We argue that the last of these obstacles arises from a misunderstanding of the concept of a biologically meaningful effect size. This obstacle is (in our experience) frequently expressed as a question: ‘How can I power my study to detect an effect size of which I have no knowledge?’ The answer is that the study should be powered to detect not the actual effect (which cannot anyway be known before collecting the data) but the smallest effect that would be considered biologically meaningful. In other words, the study should be sufficiently sensitive to detect the smallest effect that, in the judgement of the researcher, is worth detecting. In the LLIN hut trial example, we chose to power the trial to detect a difference between a mortality of 80% with the experimental net and 70% with the control net. This choice implies that effect sizes that equate to experimental net mortalities in the range 80–100% are worth detecting, while those in the range 70–80% are not, because the study would be underpowered to detect them. Whichever combination of reasons explains the under-use of power analysis in EE, alleviation of this problem will require greater availability of methods and guidance on conducting power analysis for GLMMs such as those presented here, and greater recognition of the importance of power analysis in EE curricula.

Simulation-based power analysis for GLMMs has disadvantages. First, it is relatively slow. Secondly, while power analysis formulae can be rearranged to output any parameter, including sample size, sample size can only be an input when using simulations. It is therefore necessary to run simulations across a range of sample sizes in order to locate the one that gives the desired power, although an efficient algorithm to automate this procedure has been developed (Hooper 2013). Nevertheless, these disadvantages are easily outweighed by the much greater flexibility of simulation-based power analysis. Researchers should, however, resist the temptation to abuse this flexibility by overcomplicating power analysis. Most power analyses rest on strong assumptions with considerable inherent uncertainty whose impact is likely to dwarf the effect of fine adjustment to the simulation model. The simplifying assumptions made in both examples highlight an important distinction between retrospectively fitting a model to data and prospectively choosing a simulation model for power analysis. In the former, all available information is used to maximize the efficiency of the model, while in the latter, the absence of information and the practical necessity of limiting the number of scenarios to be explored necessitate simplification, while erring on the side of conservatism (i.e. we would rather underestimate than overestimate power).
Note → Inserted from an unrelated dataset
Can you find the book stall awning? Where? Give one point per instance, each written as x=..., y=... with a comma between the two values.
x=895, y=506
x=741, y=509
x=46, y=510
In conclusion, power analysis should be much more widely used. Failing to include power analysis as a key element of study design misses an opportunity to increase the probability of a study being successful. However, power analysis is challenging for the dominant analysis framework – GLMMs – and hindered by lack of guidance and software. The guidance and methods presented here are intended to make power analysis for GLMMs more accessible to researchers and ultimately improve the standard of study design in ecology and evolution.

## Acknowledgements

We acknowledge funding from the European Union Seventh Framework Programme FP7 (2007–2013) under grant agreement no 265660 AvecNet. We thank Mirko Winkler and coauthors for providing the hut trial data, and David Elston, Robert Moss and Xavier Lambin for providing the tick burden data. We are grateful to two anonymous reviewers whose comments on earlier drafts greatly improved this article.

## Data accessibility

The data sets used in this paper have been published previously (Elston *et al*. 2001; Winkler *et al*. 2012).